L'écriture vouée à la peinture du microcosme

"Je me suis finalement rendu compte que le monde entier était à ma porte, dans les gens, la vie qui m'entourent. Il y a des centaines de livres à écrire. Faulkner disait qu'il n'aurait pas assez de toute son existence pour s'occuper du petit timbre-poste que représente sa contrée." (Interview réalisée par J.-P. Germonville, L'Est Républicain du 08 mars 1987).

Dans ce microcosme quasi philatélique, le romancier privilégie d'autres lieux comme l'Hôtel du Pied des Ballons avec son "gigantesque aquarium dans lequel nageaient et rampaient toute une armée de langoustes, homards et autres crustacés ..." offert aux yeux émerveillés de Duz, l'enfant qui, bien qu'abandonné par les siens, n'est pas encore porteur de pouvoirs maléfiques.

Lorsque le bûcheron Diên revient du Cul de la Mort : La Forêt muette, il menace un convive avec sa tronçonneuse en action. "Un petit malin (...) lança la chaise, qui manqua Diên, mais percuta de plein fouet la vitre de l'aquarium. Cela péta comme un vrai coup de fusil. Les éclats de verre projetés par deux cents litres d'eau fouettèrent les jambes de Diên qui se mit à patauger sur place, piétinant les langoustes éparpillées sur le sol carrelé, portant des coups de tronçonneuse dans le vide." Cette destruction fictive n'empêche pas Luc Mordacci de descendre à cet hôtel, ce qui permet à l'autobiographe d'intervenir dans le récit pour rendre hommage au patron décédé, "un des rares, dans ce village, à ne pas me balancer la moindre vacherie sur mon état d'artiste fainéant qui ne travaillait pas".

Pas étonnant que ce soit, douze ans plus tôt, ce sympathique restaurateur qui mette en garde Go, avant qu'il y ait Du plomb dans la neige : "Le patron du bar-restaurant dans lequel il avait bu un cognac rapidement, au pied du col, le lui avait dit : "Vous allez vous faire coincer, monsieur, si vous compter emprunter le col. La neige tombe dru. Moi, je ne m'y risquerais pas...".
Au lecteur avide d'en savoir plus de recenser les notations sur la rivière aux "pierres souvent découvertes", et ses "odeurs de vase séchée et de soleil couchant", sur la place de l'église "barbouillée de goudron et d'asphalte" ou celle de la mairie d'où l'on peut entendre les flonflons d'un bal, sur les scieries où ont cessé "la chanson du haut-fer" et son "va-et-vient saccadé", sur les "cités" ouvrières aux "mêmes façades écaillées que l'on repeint tous les cinq ans aux frais de l'usine", "avec leurs ramées protectrices de vieilles plaques de fibrociment", sur les fermes ouvertes sur "le charri" et son bassin, avec leurs greniers à foin accessibles de l'extérieur par les portes en bois de la "bôacherie".
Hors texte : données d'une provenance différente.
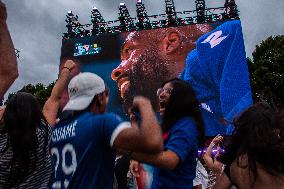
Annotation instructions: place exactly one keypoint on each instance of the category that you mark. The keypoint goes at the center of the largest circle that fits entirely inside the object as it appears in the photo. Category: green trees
(267, 71)
(40, 91)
Au patient géographe, laissons le souci de situer les "vallées secondaires" du village "en étoile", les collines, les ballons, les étangs mystérieux et les lacs (rarement évoqués en dehors du "Lac Vert" cher aux Canards boiteux !). Laissons-le s'y perdre, car les droits de la fiction autorise le romancier à brouiller les cartes, à mêler fantasme et réalité.

On peut toujours se contenter du regard de Chip, Fou comme l'oiseau, pour qui "le village dispersait ses maisons le long de la rivière et de la route en serpentin ; la voie ferrée traçait un chemin plus rectiligne et plus sombre". Alors, le lecteur le moins informé aura reconnu l'axe Bénélux-Bâle de la nationale qui vient de Remiremont. Il aura identifié la voie ferrée désaffectée et le cours de la Jeune Moselle qui naît à Bussang.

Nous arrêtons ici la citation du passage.